Tx w/drugs that contribute to serotonin toxicity= likelihood of serotonin toxicity may be ↑; avoid combo or monitor clinical course carefully.

5. LABEL: 5, 13, 21, A, B
   Do not take tablets with a hot drink.
   Do not stop Li tx abruptly.
   You will need to have regular blood tests while you are taking this medicine.
   Maintain a normal diet with regular salt and fluid intake. Avoid low-salt diets and heavy exercise that causes excessive sweating because these may lead to increased lithium levels.
   Avoid sodium bicarbonate (found in products such as indigestion medicines, eg Salvital®, and products like Ural® or Citravescent®) as it makes lithium less effective.

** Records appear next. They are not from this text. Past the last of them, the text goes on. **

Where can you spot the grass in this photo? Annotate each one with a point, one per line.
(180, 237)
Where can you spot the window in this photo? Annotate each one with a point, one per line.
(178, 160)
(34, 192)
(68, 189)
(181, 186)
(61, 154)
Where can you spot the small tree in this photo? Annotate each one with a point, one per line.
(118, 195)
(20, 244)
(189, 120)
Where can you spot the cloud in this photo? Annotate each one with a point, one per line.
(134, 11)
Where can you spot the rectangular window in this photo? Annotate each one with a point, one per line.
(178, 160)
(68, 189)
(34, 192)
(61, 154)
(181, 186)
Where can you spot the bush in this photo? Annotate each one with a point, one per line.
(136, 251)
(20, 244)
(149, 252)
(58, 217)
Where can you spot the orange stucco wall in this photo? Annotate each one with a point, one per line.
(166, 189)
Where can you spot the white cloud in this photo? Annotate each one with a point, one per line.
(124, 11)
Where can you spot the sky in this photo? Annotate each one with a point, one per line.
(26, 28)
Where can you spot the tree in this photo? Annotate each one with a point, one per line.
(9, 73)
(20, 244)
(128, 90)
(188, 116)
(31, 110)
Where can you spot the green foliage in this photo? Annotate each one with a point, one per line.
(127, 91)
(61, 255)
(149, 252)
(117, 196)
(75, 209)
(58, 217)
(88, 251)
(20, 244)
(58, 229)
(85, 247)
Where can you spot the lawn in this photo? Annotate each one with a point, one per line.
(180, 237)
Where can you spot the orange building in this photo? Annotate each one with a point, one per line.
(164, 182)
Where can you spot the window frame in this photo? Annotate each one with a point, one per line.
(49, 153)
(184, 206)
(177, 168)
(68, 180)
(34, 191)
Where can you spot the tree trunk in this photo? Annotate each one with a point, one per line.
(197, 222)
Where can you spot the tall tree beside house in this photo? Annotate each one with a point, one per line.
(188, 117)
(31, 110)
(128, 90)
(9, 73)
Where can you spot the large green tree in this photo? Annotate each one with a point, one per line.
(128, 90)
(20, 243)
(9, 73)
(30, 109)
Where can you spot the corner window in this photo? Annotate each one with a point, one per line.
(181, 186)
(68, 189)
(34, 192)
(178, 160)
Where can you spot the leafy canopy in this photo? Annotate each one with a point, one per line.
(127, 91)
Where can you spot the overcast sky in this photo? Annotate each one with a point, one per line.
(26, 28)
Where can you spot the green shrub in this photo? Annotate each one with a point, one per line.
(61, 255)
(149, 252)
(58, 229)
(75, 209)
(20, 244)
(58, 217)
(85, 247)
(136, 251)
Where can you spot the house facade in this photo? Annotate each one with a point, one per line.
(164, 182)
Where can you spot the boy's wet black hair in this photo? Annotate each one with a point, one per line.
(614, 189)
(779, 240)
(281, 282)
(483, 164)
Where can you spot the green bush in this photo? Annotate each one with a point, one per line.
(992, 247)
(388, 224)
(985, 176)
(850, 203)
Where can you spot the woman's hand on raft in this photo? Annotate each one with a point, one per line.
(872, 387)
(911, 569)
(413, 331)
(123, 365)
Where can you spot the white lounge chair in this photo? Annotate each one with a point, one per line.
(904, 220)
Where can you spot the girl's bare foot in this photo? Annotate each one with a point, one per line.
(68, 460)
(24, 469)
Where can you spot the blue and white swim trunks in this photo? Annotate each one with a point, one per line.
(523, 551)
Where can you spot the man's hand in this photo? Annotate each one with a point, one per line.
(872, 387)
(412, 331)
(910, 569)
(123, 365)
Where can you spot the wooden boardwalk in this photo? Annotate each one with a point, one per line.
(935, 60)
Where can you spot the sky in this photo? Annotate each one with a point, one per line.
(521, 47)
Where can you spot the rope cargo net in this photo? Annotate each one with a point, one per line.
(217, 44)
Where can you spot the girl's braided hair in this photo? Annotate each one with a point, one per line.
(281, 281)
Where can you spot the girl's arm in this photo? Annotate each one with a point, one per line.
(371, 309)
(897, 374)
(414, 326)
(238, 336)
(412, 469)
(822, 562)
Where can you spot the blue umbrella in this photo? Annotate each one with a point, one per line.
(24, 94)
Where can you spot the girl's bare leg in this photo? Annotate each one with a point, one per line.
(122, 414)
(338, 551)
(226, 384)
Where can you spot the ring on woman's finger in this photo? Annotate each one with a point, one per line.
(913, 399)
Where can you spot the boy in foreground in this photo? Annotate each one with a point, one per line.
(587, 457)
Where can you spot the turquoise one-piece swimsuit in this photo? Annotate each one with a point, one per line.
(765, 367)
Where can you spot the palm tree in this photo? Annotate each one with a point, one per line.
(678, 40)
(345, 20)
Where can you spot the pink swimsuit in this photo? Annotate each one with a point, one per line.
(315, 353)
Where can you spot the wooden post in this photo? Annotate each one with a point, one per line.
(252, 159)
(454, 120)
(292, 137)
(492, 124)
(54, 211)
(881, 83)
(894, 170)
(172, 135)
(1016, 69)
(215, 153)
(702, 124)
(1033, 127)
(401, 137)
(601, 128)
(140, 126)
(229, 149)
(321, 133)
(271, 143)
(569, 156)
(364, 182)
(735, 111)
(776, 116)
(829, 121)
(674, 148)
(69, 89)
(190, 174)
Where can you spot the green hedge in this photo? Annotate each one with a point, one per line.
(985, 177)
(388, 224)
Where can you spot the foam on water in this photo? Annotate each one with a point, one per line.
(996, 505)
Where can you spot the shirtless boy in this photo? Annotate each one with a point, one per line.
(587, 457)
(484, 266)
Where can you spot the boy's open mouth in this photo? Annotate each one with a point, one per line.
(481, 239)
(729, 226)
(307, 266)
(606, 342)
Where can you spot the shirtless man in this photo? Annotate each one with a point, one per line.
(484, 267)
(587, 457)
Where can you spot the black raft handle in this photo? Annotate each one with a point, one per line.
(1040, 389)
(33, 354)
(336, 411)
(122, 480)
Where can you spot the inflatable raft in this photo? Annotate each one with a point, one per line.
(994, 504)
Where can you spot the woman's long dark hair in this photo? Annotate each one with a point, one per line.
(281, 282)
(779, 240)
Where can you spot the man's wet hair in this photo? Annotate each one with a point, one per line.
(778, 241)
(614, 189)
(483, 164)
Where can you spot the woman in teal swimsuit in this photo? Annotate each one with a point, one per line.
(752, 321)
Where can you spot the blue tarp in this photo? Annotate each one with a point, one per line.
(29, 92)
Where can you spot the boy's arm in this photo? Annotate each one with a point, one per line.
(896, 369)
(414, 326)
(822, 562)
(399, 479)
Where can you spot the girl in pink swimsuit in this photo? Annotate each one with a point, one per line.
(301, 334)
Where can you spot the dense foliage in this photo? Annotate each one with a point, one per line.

Drink more non-alcoholic fluid during hot weather to avoid toxicity.

If the level of lithium in your blood becomes too high, you may get lithium toxicity.

Be alert for signs and smx of Li toxicity esp during illness, exercise&low salt, if you start needing to urinate frequently, or develop extreme thirst, severe diarrhoea, vomiting, blurred vision, weakness or drowsiness, stop taking this medicine and seek immediate medical att.

S/Es= nausea, diarrhoea, muscle weakness and dizziness. These often decrease or disappear w/ continued use. Can also cause a metallic taste, loss of appetite, constipation, headaches and weight gain.